Technically Improving (or ‘Gadget Guilt’)

A little over 12 months ago, I decided I was turning into a proper runner. You see, I reckoned that as I’d stuck at consistently running at least a few times a week for at least a few weeks, I’d more-or-less cracked it and was over the hell and torment of ‘getting started’. Over the previous couple of decades or so I’d never really got beyond this stage so it was quite an achievement, especially as I was managing to lug around a couple and a half stone of excess weight.

So I rewarded myself. I brought a Garmin Forerunner 305 GPS, heart rate monitor etc etc etc (I still don’t know what all the functions are). Deep down (in fact not even as deep as the hole it left in my wallet) I knew that I didn’t need this gadget to be a runner but I convinced myself I had to have one – somehow my life was not going to be complete until I’d purchased this space age microchip-filled lump of plastic with a face the size of an oil platform heli-pad.

I know why I did it. Throwing money at my running was a good way to convince me that I was definitely serious about it, and that same money was a sure way of convincing me that I’d better keep at it, or my wife would be asking far too many questions about the unused wrist-worn luxury I’d purchased while the kids were walking round in rags.* Nothing like a bit of guilt to make one turn-out for a jog on a dismal Autumn evening.

I should perhaps write a review of my adventures with my Garmin at some  point, but for now there’s something else I’d like to share. It’s true that I don’t know how to do everything of which it is capable but in the early days I managed to figure out the basics. I even managed to upload some of my ‘runs’ from the device to my computer. I then forgot the password to the software and gave up on that. Fortunately I remembered how to stop and start the thing, and how to charge it.

Today I was having a play with the 305 when I stumbled on the data from when it first accompanied me on my runs. And this was the fasciniating, and to me quite exciting thing. As I’d only ever kept comparisons of times/routes in my head, never successfully keeping a running diary, I’d never really had accurate data to be able to see how I was doing over time. However, staring me in the face today were some hard facts about my running.

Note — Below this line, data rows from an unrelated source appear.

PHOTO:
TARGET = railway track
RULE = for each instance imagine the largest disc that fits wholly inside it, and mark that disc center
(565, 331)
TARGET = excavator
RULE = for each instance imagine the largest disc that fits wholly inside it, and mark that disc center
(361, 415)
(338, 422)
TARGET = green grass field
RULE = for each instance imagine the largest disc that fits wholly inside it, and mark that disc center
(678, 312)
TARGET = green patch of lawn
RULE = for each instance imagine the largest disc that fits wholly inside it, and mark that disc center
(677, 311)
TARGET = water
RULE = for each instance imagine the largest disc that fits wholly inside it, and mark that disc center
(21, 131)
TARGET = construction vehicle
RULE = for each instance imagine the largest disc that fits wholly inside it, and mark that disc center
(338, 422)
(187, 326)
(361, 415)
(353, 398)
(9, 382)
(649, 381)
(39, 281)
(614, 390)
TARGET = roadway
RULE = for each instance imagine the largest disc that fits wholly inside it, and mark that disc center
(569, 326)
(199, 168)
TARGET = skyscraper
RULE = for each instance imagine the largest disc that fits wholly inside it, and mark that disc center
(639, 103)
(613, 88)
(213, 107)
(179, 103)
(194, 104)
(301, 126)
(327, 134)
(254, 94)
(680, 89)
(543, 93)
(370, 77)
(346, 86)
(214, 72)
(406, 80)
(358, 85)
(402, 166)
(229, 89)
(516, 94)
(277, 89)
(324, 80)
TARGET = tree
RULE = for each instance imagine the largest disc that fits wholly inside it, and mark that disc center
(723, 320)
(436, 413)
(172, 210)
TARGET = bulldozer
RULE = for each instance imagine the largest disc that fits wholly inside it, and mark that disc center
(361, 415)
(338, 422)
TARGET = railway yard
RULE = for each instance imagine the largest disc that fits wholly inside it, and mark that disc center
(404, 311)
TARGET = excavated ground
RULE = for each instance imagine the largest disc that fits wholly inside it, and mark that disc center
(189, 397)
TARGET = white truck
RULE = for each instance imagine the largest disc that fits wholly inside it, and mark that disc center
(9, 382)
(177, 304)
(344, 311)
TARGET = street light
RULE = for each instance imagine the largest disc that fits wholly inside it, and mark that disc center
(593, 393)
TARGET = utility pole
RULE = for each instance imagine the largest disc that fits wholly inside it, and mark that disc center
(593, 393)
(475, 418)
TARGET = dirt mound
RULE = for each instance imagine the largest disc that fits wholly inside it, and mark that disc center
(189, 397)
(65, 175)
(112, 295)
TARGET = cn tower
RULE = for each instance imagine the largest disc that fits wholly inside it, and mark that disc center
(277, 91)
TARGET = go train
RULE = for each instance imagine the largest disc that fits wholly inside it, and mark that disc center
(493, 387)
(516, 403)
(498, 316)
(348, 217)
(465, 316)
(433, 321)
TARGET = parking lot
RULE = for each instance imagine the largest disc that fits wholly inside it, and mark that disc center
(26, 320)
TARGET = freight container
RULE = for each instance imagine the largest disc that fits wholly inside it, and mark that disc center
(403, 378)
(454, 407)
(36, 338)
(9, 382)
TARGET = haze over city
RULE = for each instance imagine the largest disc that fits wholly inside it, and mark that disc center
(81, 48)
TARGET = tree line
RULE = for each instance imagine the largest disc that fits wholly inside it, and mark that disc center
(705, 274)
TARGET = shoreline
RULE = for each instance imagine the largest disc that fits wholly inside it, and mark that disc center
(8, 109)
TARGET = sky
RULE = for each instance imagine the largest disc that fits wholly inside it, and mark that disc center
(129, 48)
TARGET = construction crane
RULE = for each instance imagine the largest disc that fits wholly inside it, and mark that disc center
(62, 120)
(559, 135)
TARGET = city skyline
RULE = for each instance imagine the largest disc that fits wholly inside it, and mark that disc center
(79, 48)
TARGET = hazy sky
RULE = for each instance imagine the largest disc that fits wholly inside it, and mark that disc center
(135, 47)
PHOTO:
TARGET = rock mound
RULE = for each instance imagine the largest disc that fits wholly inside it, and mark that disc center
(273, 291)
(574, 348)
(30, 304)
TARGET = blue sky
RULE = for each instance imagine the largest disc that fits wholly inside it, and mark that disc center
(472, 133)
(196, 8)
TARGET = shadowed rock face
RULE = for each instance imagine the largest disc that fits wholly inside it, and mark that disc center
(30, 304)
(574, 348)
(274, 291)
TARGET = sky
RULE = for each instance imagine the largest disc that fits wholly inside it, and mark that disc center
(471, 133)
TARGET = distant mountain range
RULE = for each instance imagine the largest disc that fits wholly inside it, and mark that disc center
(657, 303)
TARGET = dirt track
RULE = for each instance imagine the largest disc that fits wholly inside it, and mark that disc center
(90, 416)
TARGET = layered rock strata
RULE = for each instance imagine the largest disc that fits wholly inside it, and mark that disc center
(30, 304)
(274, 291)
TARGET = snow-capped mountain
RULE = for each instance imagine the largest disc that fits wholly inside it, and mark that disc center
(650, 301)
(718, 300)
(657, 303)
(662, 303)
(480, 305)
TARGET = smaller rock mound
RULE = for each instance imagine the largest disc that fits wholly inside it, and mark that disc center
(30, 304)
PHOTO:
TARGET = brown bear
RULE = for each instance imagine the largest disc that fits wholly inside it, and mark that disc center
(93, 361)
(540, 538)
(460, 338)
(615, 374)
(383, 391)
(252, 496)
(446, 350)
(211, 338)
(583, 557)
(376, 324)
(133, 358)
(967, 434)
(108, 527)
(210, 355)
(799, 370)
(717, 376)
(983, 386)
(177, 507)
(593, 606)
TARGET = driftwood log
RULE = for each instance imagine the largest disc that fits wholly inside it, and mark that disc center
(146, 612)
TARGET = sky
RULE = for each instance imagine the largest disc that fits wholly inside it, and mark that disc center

Last year on 27th October (a Wednesday I think) I ran 10 miles. I remember the route because I’ve run it on several occassions since. It was a fair morning, I dropped the kids off at the in-laws, then set-off shortly afterwards (and no – the Garmin does not hold this type of information). According to the data it does hold, I completed the run in 1 hr 51 mins 31 secs. My average heart rate was 150bpm. I remember that the run felt like hard work and afterwards I was absolutely knackered.

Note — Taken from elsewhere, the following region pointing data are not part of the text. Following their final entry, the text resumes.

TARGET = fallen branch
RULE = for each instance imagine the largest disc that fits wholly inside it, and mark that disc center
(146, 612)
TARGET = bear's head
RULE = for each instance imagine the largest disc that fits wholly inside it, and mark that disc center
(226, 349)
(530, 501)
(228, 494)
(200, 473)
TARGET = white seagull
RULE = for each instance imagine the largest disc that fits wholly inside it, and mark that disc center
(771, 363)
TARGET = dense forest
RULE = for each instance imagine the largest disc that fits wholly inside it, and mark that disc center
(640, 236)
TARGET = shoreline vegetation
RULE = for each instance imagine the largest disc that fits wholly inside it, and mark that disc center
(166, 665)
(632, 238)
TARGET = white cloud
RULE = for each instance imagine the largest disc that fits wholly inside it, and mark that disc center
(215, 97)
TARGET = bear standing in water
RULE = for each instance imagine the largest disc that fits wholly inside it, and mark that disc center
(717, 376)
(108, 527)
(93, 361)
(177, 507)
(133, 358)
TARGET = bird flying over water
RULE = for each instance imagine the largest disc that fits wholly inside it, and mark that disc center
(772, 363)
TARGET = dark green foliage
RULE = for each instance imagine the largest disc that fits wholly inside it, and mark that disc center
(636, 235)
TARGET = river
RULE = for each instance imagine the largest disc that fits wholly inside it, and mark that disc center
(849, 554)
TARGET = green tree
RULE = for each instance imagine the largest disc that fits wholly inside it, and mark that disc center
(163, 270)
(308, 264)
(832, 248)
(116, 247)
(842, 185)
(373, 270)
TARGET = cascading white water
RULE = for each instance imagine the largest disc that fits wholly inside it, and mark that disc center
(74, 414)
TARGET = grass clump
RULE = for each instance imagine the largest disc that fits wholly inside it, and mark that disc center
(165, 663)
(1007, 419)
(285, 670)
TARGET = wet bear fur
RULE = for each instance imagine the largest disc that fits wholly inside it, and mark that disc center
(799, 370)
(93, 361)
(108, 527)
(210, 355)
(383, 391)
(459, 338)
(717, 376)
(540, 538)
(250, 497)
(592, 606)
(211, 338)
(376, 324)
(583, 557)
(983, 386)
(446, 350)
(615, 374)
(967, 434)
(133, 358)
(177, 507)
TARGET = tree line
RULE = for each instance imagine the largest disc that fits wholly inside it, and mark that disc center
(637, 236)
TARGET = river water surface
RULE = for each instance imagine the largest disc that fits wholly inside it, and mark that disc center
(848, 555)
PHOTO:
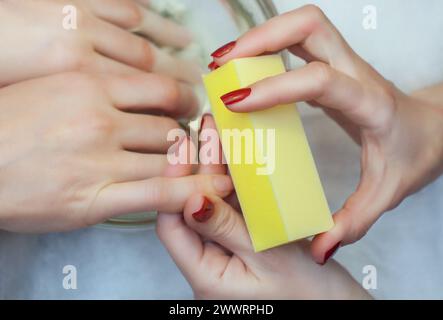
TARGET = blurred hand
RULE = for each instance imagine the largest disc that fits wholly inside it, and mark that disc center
(74, 153)
(212, 248)
(35, 44)
(400, 135)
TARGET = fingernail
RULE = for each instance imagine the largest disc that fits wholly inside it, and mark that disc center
(222, 51)
(236, 96)
(205, 213)
(223, 184)
(176, 147)
(330, 253)
(213, 66)
(202, 123)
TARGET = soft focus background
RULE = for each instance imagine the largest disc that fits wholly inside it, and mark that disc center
(405, 246)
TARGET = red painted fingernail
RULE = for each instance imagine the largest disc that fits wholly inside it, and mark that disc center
(213, 66)
(205, 213)
(202, 123)
(222, 51)
(236, 96)
(330, 253)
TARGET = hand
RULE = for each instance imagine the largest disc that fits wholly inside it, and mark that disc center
(35, 44)
(213, 250)
(74, 153)
(400, 135)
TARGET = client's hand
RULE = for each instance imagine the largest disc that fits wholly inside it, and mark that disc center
(76, 149)
(212, 248)
(35, 42)
(400, 136)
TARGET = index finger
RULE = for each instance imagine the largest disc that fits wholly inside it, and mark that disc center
(307, 26)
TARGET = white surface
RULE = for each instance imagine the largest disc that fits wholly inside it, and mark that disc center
(405, 246)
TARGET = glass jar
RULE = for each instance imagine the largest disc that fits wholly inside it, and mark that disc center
(214, 23)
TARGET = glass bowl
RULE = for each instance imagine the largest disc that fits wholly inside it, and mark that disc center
(213, 23)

I did exactly the same route in very wet weather on 8th October this year. So I compared the two runs in the ‘History’ file on the watch. My time was 1 hr 39 mins 30 secs and my average heart rate was 150bpm. More impressively from my perspective was that it felt like a very, very easy run.

Considering I’d managed to miss lots of training last winter beacuse of snow, ice and too much merriment over the festive season, and that my weight and training suffered terribly over the last month or so of last football season (too many beer and bratwurst-fuelled trips** to watch 1.FC Nuremberg play in the German Bundesliga), I am more than happy with the improvement I’ve clearly made.

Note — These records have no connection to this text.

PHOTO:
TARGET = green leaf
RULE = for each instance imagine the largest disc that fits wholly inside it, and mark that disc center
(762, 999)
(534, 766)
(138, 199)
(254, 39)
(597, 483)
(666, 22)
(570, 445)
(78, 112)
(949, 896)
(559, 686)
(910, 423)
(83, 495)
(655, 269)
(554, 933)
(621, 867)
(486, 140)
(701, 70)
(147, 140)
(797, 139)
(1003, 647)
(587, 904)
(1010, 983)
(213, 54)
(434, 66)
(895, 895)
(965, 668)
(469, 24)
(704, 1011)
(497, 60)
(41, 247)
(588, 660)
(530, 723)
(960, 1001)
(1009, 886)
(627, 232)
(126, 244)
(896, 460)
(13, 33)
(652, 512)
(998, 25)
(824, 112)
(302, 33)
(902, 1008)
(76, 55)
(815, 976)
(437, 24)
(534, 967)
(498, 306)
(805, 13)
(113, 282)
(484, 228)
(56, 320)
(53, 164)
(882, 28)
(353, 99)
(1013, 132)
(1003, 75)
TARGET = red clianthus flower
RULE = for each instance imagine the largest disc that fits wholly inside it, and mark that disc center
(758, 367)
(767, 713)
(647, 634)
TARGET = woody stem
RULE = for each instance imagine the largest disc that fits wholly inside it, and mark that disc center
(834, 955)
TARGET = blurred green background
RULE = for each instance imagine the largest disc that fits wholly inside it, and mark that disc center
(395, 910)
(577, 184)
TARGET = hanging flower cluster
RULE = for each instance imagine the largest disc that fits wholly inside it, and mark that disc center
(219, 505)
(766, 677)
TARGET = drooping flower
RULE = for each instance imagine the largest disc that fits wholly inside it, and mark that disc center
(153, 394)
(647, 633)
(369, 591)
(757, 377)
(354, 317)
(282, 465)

The £100 plus seemed completely justified in just a few moments. Now I wonder what technology I could use to force me to run for the next 12 months?

* The bit about the ‘kids in rags’ is not strictly true. The rest is. 

** This is a sort of lie too. I do not actually consider*** it possible to have too many beer and bratwurst-fuelled trips to watch my beloved Nuremberg play. Although any self-respecting liver would probably disagree. And it turns running into torture.

*** Or maybe I’ve just not managed to reach a limit when even I have to say ‘that’s enough for now’.

One thought on “Technically Improving (or ‘Gadget Guilt’)

  1. Fantastic blog post, as usual. I enjoy reading yours because they might as well be about me…

    Still feels like a complete novice? Check.
    Carrying an extra stone and a half of cuddliness? Check.
    Carrying ANOTHER extra stone and a half in my wrist? Check.

    Loves running? Big check.

    PS: I will put a linky to this blog on mine once I drag myself to a computer. WordPress is a bit fiddly on my phone.